Sell all the Washington Redskins paraphernalia you want. There’s nothing Dan Snyder can do about it.
Well, hawking T-shirts and such is a little more complicated than that from a common law standpoint, but Snyder still owns an NFL team that cannot seem to secure its federal trademark registrations.
The Supreme Court rejected an appeal by the Redskins, who hoped to reverse an earlier U.S. Patent and Trademark Office ruling that canceled the team’s trademarks based on a policy that “prohibits registration of marks that may disparage persons or bring them into contempt or disrepute.”
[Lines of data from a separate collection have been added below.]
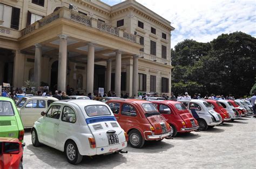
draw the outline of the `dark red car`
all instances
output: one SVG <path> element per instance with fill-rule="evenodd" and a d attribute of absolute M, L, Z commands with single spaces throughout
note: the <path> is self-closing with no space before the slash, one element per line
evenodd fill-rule
<path fill-rule="evenodd" d="M 106 102 L 118 123 L 129 136 L 129 143 L 141 148 L 145 140 L 160 141 L 172 130 L 151 102 L 138 99 L 111 100 Z"/>
<path fill-rule="evenodd" d="M 206 101 L 213 107 L 215 111 L 220 114 L 223 119 L 223 123 L 231 120 L 231 117 L 227 110 L 218 101 L 210 99 L 206 100 Z"/>
<path fill-rule="evenodd" d="M 189 132 L 198 129 L 197 121 L 183 103 L 170 100 L 150 102 L 172 127 L 172 137 L 175 137 L 178 132 Z"/>
<path fill-rule="evenodd" d="M 0 168 L 23 168 L 24 145 L 17 138 L 0 137 Z"/>

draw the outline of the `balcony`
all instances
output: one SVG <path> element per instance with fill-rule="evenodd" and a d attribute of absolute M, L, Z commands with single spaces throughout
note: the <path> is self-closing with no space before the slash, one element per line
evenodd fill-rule
<path fill-rule="evenodd" d="M 26 36 L 35 30 L 40 29 L 59 18 L 70 20 L 84 25 L 85 26 L 96 29 L 100 31 L 105 32 L 126 40 L 139 44 L 139 38 L 136 35 L 124 32 L 118 27 L 106 24 L 100 20 L 90 18 L 83 14 L 73 11 L 64 7 L 23 29 L 21 31 L 22 35 L 22 36 Z"/>

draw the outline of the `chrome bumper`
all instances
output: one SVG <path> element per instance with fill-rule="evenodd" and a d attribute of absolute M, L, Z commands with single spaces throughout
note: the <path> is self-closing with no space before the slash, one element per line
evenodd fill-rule
<path fill-rule="evenodd" d="M 199 126 L 196 126 L 195 127 L 193 128 L 181 128 L 180 130 L 181 131 L 188 131 L 188 130 L 196 130 L 199 128 Z"/>
<path fill-rule="evenodd" d="M 231 118 L 224 118 L 223 121 L 229 121 L 231 119 L 232 119 Z"/>
<path fill-rule="evenodd" d="M 170 135 L 172 135 L 172 132 L 168 132 L 161 135 L 151 135 L 151 136 L 147 136 L 147 138 L 149 139 L 162 139 L 163 138 L 169 136 Z"/>

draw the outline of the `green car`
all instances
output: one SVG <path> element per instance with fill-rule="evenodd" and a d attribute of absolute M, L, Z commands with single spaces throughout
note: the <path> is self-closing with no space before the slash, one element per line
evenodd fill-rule
<path fill-rule="evenodd" d="M 23 124 L 14 101 L 0 97 L 0 137 L 18 138 L 23 142 Z"/>

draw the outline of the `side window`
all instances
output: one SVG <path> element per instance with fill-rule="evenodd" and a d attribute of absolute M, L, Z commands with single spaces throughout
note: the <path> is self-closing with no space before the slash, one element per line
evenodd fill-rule
<path fill-rule="evenodd" d="M 170 114 L 171 109 L 167 106 L 164 104 L 160 104 L 159 112 L 160 114 Z"/>
<path fill-rule="evenodd" d="M 51 104 L 51 103 L 52 103 L 53 102 L 54 102 L 54 101 L 53 101 L 53 100 L 48 100 L 47 101 L 47 105 L 48 105 L 48 107 L 49 107 L 50 104 Z"/>
<path fill-rule="evenodd" d="M 44 100 L 37 100 L 38 105 L 37 105 L 37 108 L 45 108 L 45 101 Z"/>
<path fill-rule="evenodd" d="M 60 111 L 59 109 L 60 109 L 60 105 L 53 105 L 51 107 L 50 109 L 47 112 L 46 115 L 46 117 L 56 119 L 59 119 L 60 115 Z"/>
<path fill-rule="evenodd" d="M 26 105 L 25 105 L 25 108 L 35 108 L 36 107 L 36 100 L 30 100 L 28 103 L 26 103 Z"/>
<path fill-rule="evenodd" d="M 185 107 L 187 109 L 188 104 L 187 104 L 187 102 L 183 102 L 183 104 L 185 105 Z"/>
<path fill-rule="evenodd" d="M 223 103 L 221 103 L 221 102 L 220 102 L 220 104 L 221 104 L 221 105 L 224 108 L 226 108 L 227 107 L 226 106 L 226 105 Z"/>
<path fill-rule="evenodd" d="M 71 108 L 65 106 L 63 108 L 62 121 L 65 122 L 75 123 L 77 120 L 76 114 Z"/>
<path fill-rule="evenodd" d="M 135 109 L 131 105 L 124 104 L 122 107 L 121 114 L 129 116 L 136 116 L 137 113 Z"/>
<path fill-rule="evenodd" d="M 190 109 L 194 109 L 197 111 L 200 111 L 201 110 L 201 107 L 198 104 L 194 103 L 190 103 Z"/>
<path fill-rule="evenodd" d="M 112 111 L 114 114 L 118 114 L 120 110 L 120 103 L 110 103 L 107 105 L 110 107 Z"/>

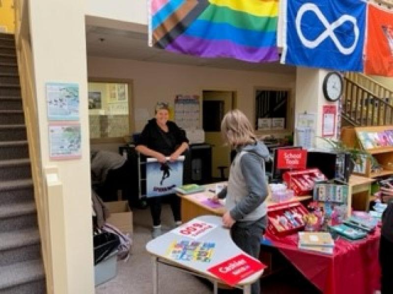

In their appeal, the Redskins cited a list of ridiculously offensive trademarks, including DUMB BLONDE beer, CRACKA AZZ SKATEBOARDS, WHITE GIRL WITH A BOOTY apparel and OH! MY NAPPY HAIR shampoo. The team argued the nickname was not offensive to Native Americans, even though the PTO canceled the team’s six trademarks at the request of Native American activists who found the term offensive and, by definition, “a ‘redskin’ is the scalped head of a Native American, sold, like a pelt, for cash.”
While that compelling argument wasn’t enough to sway Ruth Bader Ginsburg & Co., the nation’s top court agreed last week to hear a case brought forward by Asian-American rock band The Slants, which challenged the PTO’s policy based on the band’s First Amendment rights, according to multiple reports. A ruling in favor of the band would also be a victory for the Redskins, for what that’s worth.
In July 2015, a federal judge upheld the PTO’s 2014 ruling against the Redskins. According to reports, the team wanted their argument lumped in with the band’s case, even before a federal court ruled on their appeal, which is yet another strange way of doing business by Snyder and his Redskins.